The text included a lot of questions which helped to break up the reading as we stopped to answer them. When it asked how we could find out about what mom and dad were like as a baby, we talked about how we could call Grandma and Grandpa on the phone and ask them about it. But my parents passed away several years ago. So how could we find out about what I was like as a baby?
That's when I brought out my Baby Book. My mom had collected all sorts of things in my baby book (clippings of my baby hair, my identity bracelet from the hospital, so many pictures). She had written so much in it, and we talked about how, even though we couldn't call Grammy on the phone and talk with her any more, that reading my baby book was sort of like listening to her tell stories. I had brought his baby book too, and my dad's, and we spent a while looking through them. I explained my baby book was a history book about me, and his baby book was a history book about him.

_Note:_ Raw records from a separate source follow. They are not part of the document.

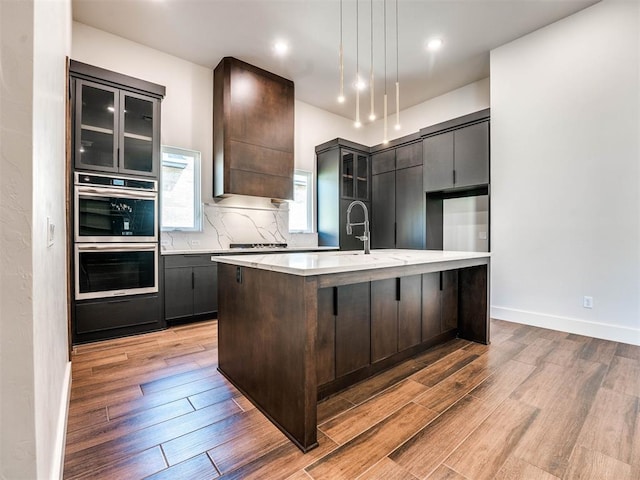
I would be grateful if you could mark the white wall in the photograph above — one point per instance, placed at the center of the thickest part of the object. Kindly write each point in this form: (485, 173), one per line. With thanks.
(462, 101)
(565, 167)
(187, 122)
(34, 367)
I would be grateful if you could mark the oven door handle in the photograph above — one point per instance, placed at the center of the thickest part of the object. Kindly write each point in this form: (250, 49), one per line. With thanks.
(116, 247)
(116, 192)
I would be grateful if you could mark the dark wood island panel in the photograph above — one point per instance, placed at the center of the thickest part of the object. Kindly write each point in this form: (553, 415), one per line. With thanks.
(286, 340)
(267, 345)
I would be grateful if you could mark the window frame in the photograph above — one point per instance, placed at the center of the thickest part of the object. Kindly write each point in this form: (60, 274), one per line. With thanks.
(197, 200)
(309, 176)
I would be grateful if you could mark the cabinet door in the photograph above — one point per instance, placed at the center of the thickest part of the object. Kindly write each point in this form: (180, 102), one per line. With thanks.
(438, 162)
(353, 328)
(383, 162)
(410, 208)
(205, 289)
(472, 155)
(383, 206)
(410, 311)
(139, 120)
(362, 177)
(96, 126)
(326, 339)
(431, 310)
(409, 155)
(178, 292)
(350, 242)
(449, 300)
(384, 318)
(348, 165)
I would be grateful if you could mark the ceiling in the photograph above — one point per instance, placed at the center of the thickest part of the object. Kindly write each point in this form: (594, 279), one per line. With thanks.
(204, 31)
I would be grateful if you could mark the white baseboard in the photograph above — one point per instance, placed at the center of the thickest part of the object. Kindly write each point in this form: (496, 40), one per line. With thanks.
(605, 331)
(57, 467)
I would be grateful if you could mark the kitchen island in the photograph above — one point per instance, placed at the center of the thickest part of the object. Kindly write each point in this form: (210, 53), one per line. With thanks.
(295, 328)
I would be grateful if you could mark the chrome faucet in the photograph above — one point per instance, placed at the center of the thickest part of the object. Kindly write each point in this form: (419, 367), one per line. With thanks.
(366, 236)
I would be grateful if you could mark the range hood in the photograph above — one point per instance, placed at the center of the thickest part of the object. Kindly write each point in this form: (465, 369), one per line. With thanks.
(253, 131)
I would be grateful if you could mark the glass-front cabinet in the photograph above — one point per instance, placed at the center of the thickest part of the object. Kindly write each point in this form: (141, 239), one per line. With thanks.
(355, 175)
(115, 130)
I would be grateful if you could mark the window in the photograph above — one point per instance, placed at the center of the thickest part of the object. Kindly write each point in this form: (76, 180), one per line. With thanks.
(180, 194)
(300, 209)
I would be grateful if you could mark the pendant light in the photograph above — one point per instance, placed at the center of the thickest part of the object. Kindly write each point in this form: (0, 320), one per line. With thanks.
(385, 138)
(397, 126)
(357, 123)
(341, 54)
(372, 115)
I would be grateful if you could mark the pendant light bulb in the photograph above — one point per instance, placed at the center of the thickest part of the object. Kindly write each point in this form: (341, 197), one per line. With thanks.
(357, 123)
(385, 137)
(372, 115)
(397, 126)
(341, 56)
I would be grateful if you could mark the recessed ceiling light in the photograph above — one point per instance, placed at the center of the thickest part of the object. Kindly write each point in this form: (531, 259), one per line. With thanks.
(360, 84)
(280, 48)
(434, 44)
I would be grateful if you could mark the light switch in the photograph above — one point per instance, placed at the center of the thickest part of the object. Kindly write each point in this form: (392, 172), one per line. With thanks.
(51, 229)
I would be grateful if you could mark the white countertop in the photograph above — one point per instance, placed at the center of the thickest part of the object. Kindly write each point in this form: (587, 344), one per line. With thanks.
(231, 251)
(319, 263)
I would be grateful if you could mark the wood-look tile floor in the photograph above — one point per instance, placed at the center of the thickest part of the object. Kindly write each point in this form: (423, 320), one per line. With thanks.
(535, 404)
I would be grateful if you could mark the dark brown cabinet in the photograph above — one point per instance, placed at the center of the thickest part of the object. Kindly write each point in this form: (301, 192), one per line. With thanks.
(398, 198)
(116, 127)
(457, 158)
(253, 131)
(353, 328)
(190, 287)
(344, 331)
(343, 175)
(395, 315)
(363, 327)
(383, 205)
(439, 303)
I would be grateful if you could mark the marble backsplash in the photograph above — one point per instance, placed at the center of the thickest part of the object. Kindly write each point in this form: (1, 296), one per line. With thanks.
(238, 220)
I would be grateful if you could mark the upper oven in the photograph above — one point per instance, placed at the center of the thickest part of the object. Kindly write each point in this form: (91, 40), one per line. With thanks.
(115, 209)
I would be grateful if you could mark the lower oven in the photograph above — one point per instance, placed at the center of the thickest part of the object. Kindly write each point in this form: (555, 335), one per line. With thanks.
(115, 269)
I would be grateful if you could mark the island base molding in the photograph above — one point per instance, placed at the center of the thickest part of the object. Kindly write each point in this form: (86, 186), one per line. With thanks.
(287, 340)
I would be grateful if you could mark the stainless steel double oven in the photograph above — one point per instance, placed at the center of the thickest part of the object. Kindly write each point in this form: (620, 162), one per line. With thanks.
(116, 236)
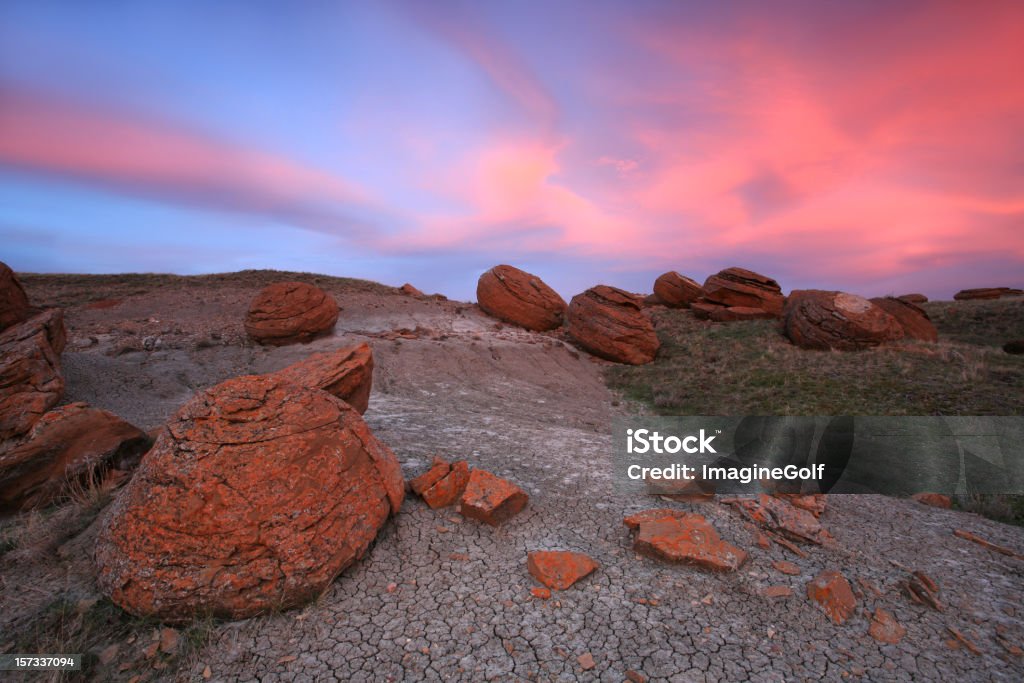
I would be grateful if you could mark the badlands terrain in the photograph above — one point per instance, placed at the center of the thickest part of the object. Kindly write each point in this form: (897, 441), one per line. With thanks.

I tried to go on and read the rest of the chapter but honestly I should have stopped right there. It really was too much reading for his short attention span, and the details of someone else writing a letter about some hypothetical baby really confused him (I think if I had asked a question then pulled out a real letter which had the answer, that would have worked better). By the time we were done reading the section he was burnt out and disinterested and didn't want to do the timeline activity I had planned...but he enjoyed looking at the pictures of himself at different ages.
Still, compared to how he usually does with pictureless text, this was good. The props really helped.